3. Data Aggregation. Business Associate is permitted, for Data Aggregation purposes to the extent permitted under HIPAA, to use, disclose, and combine PHI received on behalf of Customer pursuant to this Agreement with Protected Health Information, as defined by 45 C.F.R. 160.103, received by Business Associate in its capacity as a business associate of other covered entities, to permit data analyses that relate to the Health Care Operations of the respective covered entities and/or Customer, where “business associate” and “covered entities” have the meanings given to them in 45 C.F.R. 160.103.

4. De-identified Information. Business Associate may de-identify any and all PHI received by Business Associate under this Addendum at any location and use all such de-identified data in accordance with the de-identification requirements of HIPAA

5. Reporting Violations of Law. Business Associate may use PHI to report violations of law to appropriate Federal and State authorities, consistent with 45 C.F.R. 164.502(j)(1) and Business Associate’s Law Enforcement Guidelines available at https://asana.com/terms/law-enforcement-guidelines to the extent applicable.

D. Obligations of Customer.

1. Service Requirements. Customer will disclose PHI to Business Associate or otherwise submit PHI to the Service solely in accordance with the Use Requirements.

2. Compliance with Laws. Customer will promptly notify Business Associate of any breach by Customer of any obligation under HIPAA as such breach relates to PHI as defined herein. Customer will not request Business Associate to use or disclose PHI in any manner that would not be permissible under HIPAA if done by Customer, and Business Associate is not required to use or disclose PHI in any manner that would not be permissible under HIPAA if done by Customer.

3. Minimum Necessary. Customer will disclose to Business Associate only the “Minimum Necessary” amount of PHI for Business Associate to perform the Service and its rights and obligations under the Agreement, and only in compliance with HIPAA.

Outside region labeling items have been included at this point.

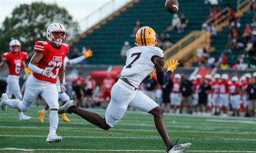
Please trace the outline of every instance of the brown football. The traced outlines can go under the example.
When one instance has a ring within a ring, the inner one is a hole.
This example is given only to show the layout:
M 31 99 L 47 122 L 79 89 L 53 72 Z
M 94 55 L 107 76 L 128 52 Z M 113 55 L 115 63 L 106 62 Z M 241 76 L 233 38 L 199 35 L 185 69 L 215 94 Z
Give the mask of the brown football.
M 179 10 L 179 3 L 177 0 L 166 0 L 165 8 L 171 13 L 176 13 Z

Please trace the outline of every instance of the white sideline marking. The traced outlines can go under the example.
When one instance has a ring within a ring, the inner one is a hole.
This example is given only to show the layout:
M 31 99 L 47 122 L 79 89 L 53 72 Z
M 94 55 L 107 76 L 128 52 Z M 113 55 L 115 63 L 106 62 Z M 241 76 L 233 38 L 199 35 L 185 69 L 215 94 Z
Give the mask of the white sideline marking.
M 0 135 L 0 136 L 6 137 L 46 137 L 44 135 Z M 63 136 L 64 137 L 70 138 L 124 138 L 124 139 L 161 139 L 160 137 L 118 137 L 118 136 Z M 172 138 L 173 139 L 177 138 Z M 239 139 L 239 138 L 194 138 L 194 137 L 180 137 L 184 140 L 219 140 L 219 141 L 256 141 L 256 139 Z
M 244 120 L 221 120 L 221 119 L 207 119 L 206 122 L 220 122 L 220 123 L 243 123 L 250 124 L 256 124 L 256 122 L 253 121 Z
M 36 127 L 36 126 L 0 126 L 0 128 L 49 128 L 49 127 Z M 90 129 L 90 130 L 102 130 L 99 128 L 76 128 L 76 127 L 59 127 L 59 129 Z M 111 129 L 111 130 L 118 131 L 131 131 L 133 130 L 134 131 L 144 131 L 144 132 L 149 132 L 149 131 L 157 131 L 156 130 L 151 130 L 151 129 L 125 129 L 125 128 L 113 128 Z M 168 130 L 168 131 L 171 132 L 180 132 L 181 130 Z M 252 131 L 206 131 L 206 130 L 182 130 L 183 133 L 210 133 L 210 134 L 256 134 L 255 132 Z
M 140 151 L 140 152 L 163 152 L 164 150 L 96 150 L 96 149 L 23 149 L 16 148 L 4 148 L 0 149 L 0 150 L 19 150 L 25 151 L 111 151 L 111 152 L 127 152 L 127 151 Z M 238 150 L 188 150 L 188 152 L 255 152 L 254 151 L 238 151 Z

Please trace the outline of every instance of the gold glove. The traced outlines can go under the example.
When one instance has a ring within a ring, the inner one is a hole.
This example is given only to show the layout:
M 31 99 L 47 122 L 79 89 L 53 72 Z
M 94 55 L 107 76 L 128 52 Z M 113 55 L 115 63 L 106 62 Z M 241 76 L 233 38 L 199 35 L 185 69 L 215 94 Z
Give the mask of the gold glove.
M 153 71 L 153 72 L 150 74 L 150 79 L 152 78 L 152 77 L 153 77 L 153 75 L 154 75 L 154 74 L 156 73 L 156 68 L 154 69 L 154 71 Z
M 170 60 L 169 61 L 166 62 L 166 65 L 168 67 L 167 71 L 171 71 L 173 73 L 175 69 L 177 67 L 177 66 L 179 65 L 179 63 L 178 62 L 178 60 L 175 61 L 174 59 Z
M 92 51 L 91 50 L 89 50 L 84 53 L 84 58 L 89 58 L 89 57 L 92 56 L 93 53 L 92 52 Z
M 31 71 L 29 68 L 28 68 L 26 67 L 25 67 L 24 68 L 24 73 L 25 74 L 29 74 L 32 72 L 32 71 Z

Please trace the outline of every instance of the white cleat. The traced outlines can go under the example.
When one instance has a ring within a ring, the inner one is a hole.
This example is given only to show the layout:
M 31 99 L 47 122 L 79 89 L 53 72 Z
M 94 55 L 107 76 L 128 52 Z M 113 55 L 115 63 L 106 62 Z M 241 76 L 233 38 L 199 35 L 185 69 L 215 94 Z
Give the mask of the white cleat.
M 60 143 L 63 139 L 61 136 L 57 136 L 56 134 L 55 135 L 49 135 L 47 137 L 46 143 L 48 144 L 52 143 Z
M 5 104 L 4 102 L 4 101 L 5 100 L 9 99 L 8 96 L 6 94 L 3 94 L 2 95 L 2 100 L 1 100 L 1 103 L 0 103 L 0 107 L 2 108 L 2 110 L 5 110 L 7 109 L 7 104 Z
M 191 146 L 191 143 L 175 144 L 173 147 L 168 151 L 168 153 L 180 153 L 186 151 Z
M 75 106 L 74 101 L 72 100 L 68 100 L 64 105 L 59 108 L 59 110 L 58 110 L 58 114 L 62 114 L 65 113 L 70 113 L 69 112 L 69 109 L 72 106 Z
M 31 119 L 31 116 L 26 116 L 25 114 L 23 114 L 22 115 L 19 115 L 19 121 L 29 121 Z

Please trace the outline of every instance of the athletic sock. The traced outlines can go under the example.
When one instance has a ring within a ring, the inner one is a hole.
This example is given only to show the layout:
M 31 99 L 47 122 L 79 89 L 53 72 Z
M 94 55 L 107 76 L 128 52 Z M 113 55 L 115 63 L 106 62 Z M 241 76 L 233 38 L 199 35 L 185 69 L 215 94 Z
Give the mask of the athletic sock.
M 23 112 L 19 112 L 19 116 L 23 116 L 23 115 L 24 115 L 24 114 L 23 114 Z
M 47 113 L 47 112 L 48 112 L 48 110 L 45 110 L 44 108 L 43 109 L 43 113 L 44 113 L 44 114 L 46 114 Z
M 59 123 L 59 117 L 57 110 L 50 110 L 49 115 L 50 132 L 49 135 L 55 135 Z
M 4 100 L 4 103 L 11 108 L 19 109 L 19 103 L 20 102 L 22 102 L 22 101 L 18 99 L 6 99 Z

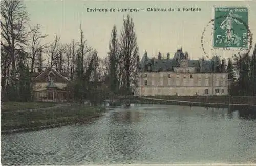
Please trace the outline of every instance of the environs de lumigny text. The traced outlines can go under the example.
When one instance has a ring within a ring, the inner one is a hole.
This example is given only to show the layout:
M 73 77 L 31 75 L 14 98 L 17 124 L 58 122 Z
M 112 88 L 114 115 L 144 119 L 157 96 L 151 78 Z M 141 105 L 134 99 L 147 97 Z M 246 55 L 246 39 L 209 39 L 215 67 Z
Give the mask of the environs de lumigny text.
M 88 12 L 138 12 L 139 11 L 147 12 L 201 12 L 200 8 L 147 8 L 145 9 L 138 8 L 87 8 Z

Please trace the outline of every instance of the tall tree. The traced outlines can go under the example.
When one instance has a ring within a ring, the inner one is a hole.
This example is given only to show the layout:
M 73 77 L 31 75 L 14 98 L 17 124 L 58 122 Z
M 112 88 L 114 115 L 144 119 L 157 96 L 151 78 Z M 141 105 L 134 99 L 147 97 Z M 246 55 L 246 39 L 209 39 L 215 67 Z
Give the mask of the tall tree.
M 117 93 L 119 87 L 117 75 L 119 59 L 118 39 L 116 26 L 114 25 L 111 31 L 111 38 L 109 43 L 109 52 L 108 53 L 109 72 L 110 74 L 110 90 L 115 93 Z
M 233 62 L 231 58 L 228 59 L 227 72 L 228 72 L 228 79 L 232 80 L 234 79 L 234 71 Z
M 250 71 L 252 93 L 253 96 L 256 96 L 256 44 L 251 57 Z
M 61 49 L 60 42 L 60 36 L 55 35 L 53 42 L 50 45 L 50 49 L 48 51 L 49 59 L 51 61 L 50 67 L 53 68 L 56 65 L 56 62 L 57 58 L 57 54 Z M 48 64 L 47 65 L 47 67 Z
M 9 52 L 11 62 L 11 84 L 16 84 L 16 50 L 27 41 L 29 20 L 25 7 L 20 0 L 3 0 L 1 2 L 1 45 Z
M 35 69 L 35 63 L 39 57 L 36 56 L 41 55 L 43 50 L 47 48 L 48 46 L 47 44 L 41 44 L 41 40 L 47 37 L 47 34 L 43 34 L 40 32 L 40 26 L 37 25 L 31 28 L 31 44 L 29 45 L 30 58 L 31 59 L 31 72 L 34 72 Z
M 125 94 L 131 92 L 131 84 L 136 77 L 137 70 L 137 56 L 139 47 L 137 44 L 134 23 L 129 15 L 123 17 L 123 27 L 121 31 L 120 40 L 120 59 L 125 72 Z

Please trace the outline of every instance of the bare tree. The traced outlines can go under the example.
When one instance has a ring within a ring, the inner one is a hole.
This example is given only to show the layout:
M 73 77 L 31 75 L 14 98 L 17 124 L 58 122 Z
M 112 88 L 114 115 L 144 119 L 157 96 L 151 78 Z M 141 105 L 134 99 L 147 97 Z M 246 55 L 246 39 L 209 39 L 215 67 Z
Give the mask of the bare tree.
M 56 65 L 56 61 L 57 56 L 59 50 L 61 49 L 61 45 L 60 43 L 60 36 L 58 36 L 55 35 L 53 42 L 50 46 L 50 49 L 48 50 L 49 59 L 51 61 L 50 67 L 53 68 Z
M 30 58 L 31 59 L 31 72 L 34 72 L 34 65 L 36 60 L 39 60 L 41 57 L 36 57 L 36 56 L 41 56 L 43 50 L 48 48 L 47 44 L 41 44 L 42 39 L 48 36 L 47 34 L 43 34 L 40 32 L 40 26 L 37 25 L 34 27 L 31 28 L 32 34 L 31 36 L 31 44 L 30 44 Z
M 75 76 L 75 69 L 76 66 L 76 59 L 77 58 L 76 50 L 77 43 L 75 42 L 75 40 L 73 39 L 71 42 L 68 44 L 67 50 L 67 71 L 69 73 L 69 78 L 73 81 Z
M 109 43 L 109 52 L 108 53 L 108 65 L 109 70 L 111 90 L 116 93 L 119 84 L 117 78 L 119 45 L 117 37 L 116 26 L 114 25 L 111 31 L 111 37 Z
M 12 84 L 15 84 L 16 50 L 24 47 L 29 33 L 25 7 L 20 0 L 3 0 L 1 4 L 1 45 L 7 50 L 11 61 Z
M 131 84 L 136 76 L 137 72 L 137 57 L 139 47 L 137 44 L 134 23 L 129 15 L 126 19 L 123 16 L 123 28 L 121 31 L 120 59 L 125 71 L 125 89 L 127 95 L 131 91 Z

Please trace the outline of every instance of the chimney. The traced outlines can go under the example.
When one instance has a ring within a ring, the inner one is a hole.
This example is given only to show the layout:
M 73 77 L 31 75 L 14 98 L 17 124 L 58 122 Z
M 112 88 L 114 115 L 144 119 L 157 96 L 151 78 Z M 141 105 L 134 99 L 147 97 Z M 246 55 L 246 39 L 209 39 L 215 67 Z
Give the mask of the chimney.
M 162 56 L 161 55 L 161 53 L 158 52 L 158 59 L 159 60 L 161 60 L 162 59 Z
M 167 53 L 167 60 L 169 60 L 170 59 L 170 53 L 169 52 L 168 52 Z
M 147 52 L 146 52 L 146 50 L 145 50 L 145 51 L 144 51 L 144 54 L 147 56 Z
M 203 59 L 199 58 L 199 63 L 200 64 L 200 72 L 203 72 Z
M 185 52 L 185 57 L 186 60 L 188 59 L 188 53 L 187 52 Z
M 222 71 L 226 71 L 226 59 L 225 58 L 222 59 Z

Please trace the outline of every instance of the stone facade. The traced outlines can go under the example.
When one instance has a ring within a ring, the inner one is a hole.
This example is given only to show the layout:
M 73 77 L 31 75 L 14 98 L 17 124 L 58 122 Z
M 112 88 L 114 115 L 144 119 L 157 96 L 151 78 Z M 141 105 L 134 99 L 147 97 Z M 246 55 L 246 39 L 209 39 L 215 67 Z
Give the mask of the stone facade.
M 228 74 L 225 70 L 225 60 L 222 61 L 223 64 L 217 62 L 218 59 L 215 60 L 217 60 L 216 62 L 214 60 L 213 62 L 208 61 L 208 63 L 203 59 L 198 61 L 190 60 L 187 53 L 183 57 L 177 55 L 179 53 L 182 55 L 183 53 L 180 51 L 178 50 L 178 53 L 175 54 L 173 60 L 163 60 L 159 56 L 157 60 L 150 60 L 146 52 L 140 63 L 139 87 L 135 95 L 196 96 L 228 94 Z M 191 62 L 194 65 L 189 65 Z M 158 68 L 156 62 L 162 65 Z M 164 63 L 167 65 L 163 65 Z M 210 65 L 206 65 L 209 64 Z

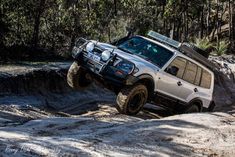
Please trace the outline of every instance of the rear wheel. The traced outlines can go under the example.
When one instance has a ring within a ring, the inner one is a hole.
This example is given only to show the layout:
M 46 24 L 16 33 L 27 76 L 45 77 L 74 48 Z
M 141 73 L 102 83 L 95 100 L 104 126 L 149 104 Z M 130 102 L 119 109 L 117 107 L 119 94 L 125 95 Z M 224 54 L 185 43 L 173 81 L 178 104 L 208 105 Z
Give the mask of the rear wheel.
M 117 110 L 127 115 L 137 114 L 147 102 L 146 86 L 138 84 L 123 88 L 117 96 Z
M 91 81 L 86 78 L 86 74 L 86 70 L 74 62 L 67 74 L 68 85 L 77 90 L 87 88 L 91 84 Z

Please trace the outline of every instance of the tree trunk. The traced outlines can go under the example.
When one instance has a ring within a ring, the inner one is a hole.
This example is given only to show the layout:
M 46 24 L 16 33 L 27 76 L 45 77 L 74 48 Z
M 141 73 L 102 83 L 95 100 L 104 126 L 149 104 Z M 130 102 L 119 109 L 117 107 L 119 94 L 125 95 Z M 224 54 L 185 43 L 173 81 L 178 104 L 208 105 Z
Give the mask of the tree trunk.
M 231 43 L 232 43 L 232 48 L 234 49 L 235 48 L 235 2 L 232 0 L 232 3 L 231 3 Z
M 200 38 L 202 39 L 203 38 L 203 34 L 204 34 L 204 6 L 202 6 L 202 9 L 201 9 L 201 31 L 200 31 Z
M 216 41 L 217 41 L 217 47 L 219 47 L 219 35 L 220 35 L 220 29 L 219 29 L 219 0 L 216 0 L 216 29 L 217 29 L 217 36 L 216 36 Z
M 208 0 L 207 2 L 207 17 L 206 17 L 206 34 L 210 34 L 210 16 L 211 16 L 211 1 Z
M 39 28 L 40 28 L 40 19 L 41 15 L 44 11 L 46 0 L 40 0 L 37 13 L 34 19 L 34 29 L 33 29 L 33 38 L 32 38 L 32 47 L 38 46 L 38 36 L 39 36 Z

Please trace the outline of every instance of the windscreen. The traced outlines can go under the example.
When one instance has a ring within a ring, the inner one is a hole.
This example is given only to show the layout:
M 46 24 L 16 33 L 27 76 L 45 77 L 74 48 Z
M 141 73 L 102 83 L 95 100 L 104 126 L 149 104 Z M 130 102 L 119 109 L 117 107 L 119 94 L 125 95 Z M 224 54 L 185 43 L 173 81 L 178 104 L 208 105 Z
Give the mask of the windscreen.
M 173 56 L 173 52 L 142 37 L 132 37 L 117 45 L 123 51 L 138 55 L 162 68 Z

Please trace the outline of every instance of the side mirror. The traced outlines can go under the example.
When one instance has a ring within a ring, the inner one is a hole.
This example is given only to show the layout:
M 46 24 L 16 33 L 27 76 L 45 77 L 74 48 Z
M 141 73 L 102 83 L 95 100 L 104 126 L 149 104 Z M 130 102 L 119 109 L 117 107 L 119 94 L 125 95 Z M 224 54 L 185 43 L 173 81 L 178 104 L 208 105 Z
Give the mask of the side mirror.
M 166 69 L 166 72 L 167 72 L 167 73 L 169 73 L 169 74 L 171 74 L 171 75 L 174 75 L 174 76 L 177 75 L 178 71 L 179 71 L 179 68 L 176 67 L 176 66 L 171 66 L 171 67 L 168 67 L 168 68 Z

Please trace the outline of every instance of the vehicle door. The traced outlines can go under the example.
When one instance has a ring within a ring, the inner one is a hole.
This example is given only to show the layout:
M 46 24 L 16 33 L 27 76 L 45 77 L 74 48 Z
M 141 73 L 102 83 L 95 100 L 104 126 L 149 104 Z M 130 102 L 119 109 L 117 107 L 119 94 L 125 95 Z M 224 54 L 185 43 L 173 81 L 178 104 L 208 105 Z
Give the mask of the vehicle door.
M 184 101 L 181 90 L 184 89 L 183 75 L 187 60 L 183 57 L 176 57 L 167 68 L 159 72 L 157 81 L 157 92 L 166 97 Z

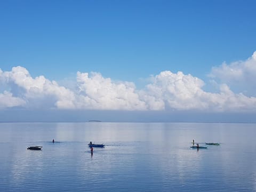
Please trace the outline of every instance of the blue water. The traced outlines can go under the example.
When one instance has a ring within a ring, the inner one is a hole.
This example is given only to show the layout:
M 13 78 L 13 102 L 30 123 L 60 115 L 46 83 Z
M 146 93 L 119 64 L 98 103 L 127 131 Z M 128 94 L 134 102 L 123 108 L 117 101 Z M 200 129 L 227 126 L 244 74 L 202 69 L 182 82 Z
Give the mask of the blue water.
M 255 133 L 254 124 L 0 123 L 0 191 L 256 191 Z M 221 144 L 197 150 L 193 139 Z M 91 155 L 90 141 L 106 146 Z

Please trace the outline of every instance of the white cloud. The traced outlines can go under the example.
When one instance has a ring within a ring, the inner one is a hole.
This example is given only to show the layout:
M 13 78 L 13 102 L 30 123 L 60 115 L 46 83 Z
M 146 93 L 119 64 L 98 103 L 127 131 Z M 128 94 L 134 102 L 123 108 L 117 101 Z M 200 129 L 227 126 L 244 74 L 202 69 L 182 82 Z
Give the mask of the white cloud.
M 12 94 L 6 91 L 3 93 L 0 93 L 0 108 L 23 106 L 26 101 L 21 98 L 13 97 Z
M 114 83 L 100 74 L 77 72 L 79 94 L 87 106 L 97 109 L 146 110 L 145 102 L 139 99 L 135 85 L 130 82 Z M 80 103 L 83 106 L 83 103 Z
M 256 51 L 245 61 L 228 65 L 224 62 L 212 68 L 209 77 L 226 83 L 237 92 L 256 95 Z
M 253 60 L 255 57 L 254 53 L 245 62 L 250 68 L 253 68 L 251 63 L 254 62 Z M 245 65 L 245 62 L 243 63 Z M 239 67 L 237 68 L 237 71 L 239 71 Z M 212 73 L 212 75 L 217 74 Z M 220 72 L 218 74 L 220 74 Z M 241 76 L 241 74 L 235 73 L 233 75 L 237 77 Z M 114 82 L 109 78 L 104 78 L 100 73 L 78 71 L 76 86 L 68 89 L 43 76 L 33 78 L 28 71 L 22 67 L 13 67 L 11 71 L 0 69 L 0 85 L 4 85 L 2 90 L 7 87 L 2 93 L 0 92 L 0 107 L 125 110 L 256 110 L 256 98 L 249 97 L 243 93 L 236 94 L 227 84 L 217 84 L 219 91 L 214 93 L 203 90 L 204 82 L 202 80 L 180 71 L 173 73 L 164 71 L 151 76 L 150 79 L 151 83 L 145 89 L 137 90 L 132 82 Z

4. Withdrawal of Authorization. Customer will promptly notify Business Associate in writing of any changes in, or revocation of, the permission by an Individual to Use or Disclose his or her PHI pursuant to 45 C.F.R. § 164.508, to the extent that such changes may affect Business Associate’s use or disclosure of PHI, and take affirmative steps to remove such PHI from the Service.

5. Changes in Notice of Privacy Practices. Customer shall notify Business Associate in writing of any limitation in any applicable notice of privacy practices in accordance with 45 C.F.R. § 164.520, to the extent that such limitation may affect Business Associate’s use or disclosure of PHI.

E. Term and Termination.

1. Term. This Addendum will continue until all PHI provided by Customer to Business Associate, or received by Business Associate on behalf of Customer, is destroyed or returned to Customer, or this Agreement is terminated pursuant to this Article E.

2. Effect of Termination. Upon termination of this Agreement for any reason, Business Associate agrees to return or destroy all PHI received from Customer, or received by Business Associate on behalf of Customer, maintained by Business Associate in any form and to retain no copies in accordance with the terms of the Agreement.

Business Associate may modify the terms of this Business Associate Addendum by providing Customer written notice to the email provided at initial acceptance. No modification or amendment of any portion of this Addendum will be effective unless in writing and accepted by Customer electronically through the acceptance portal.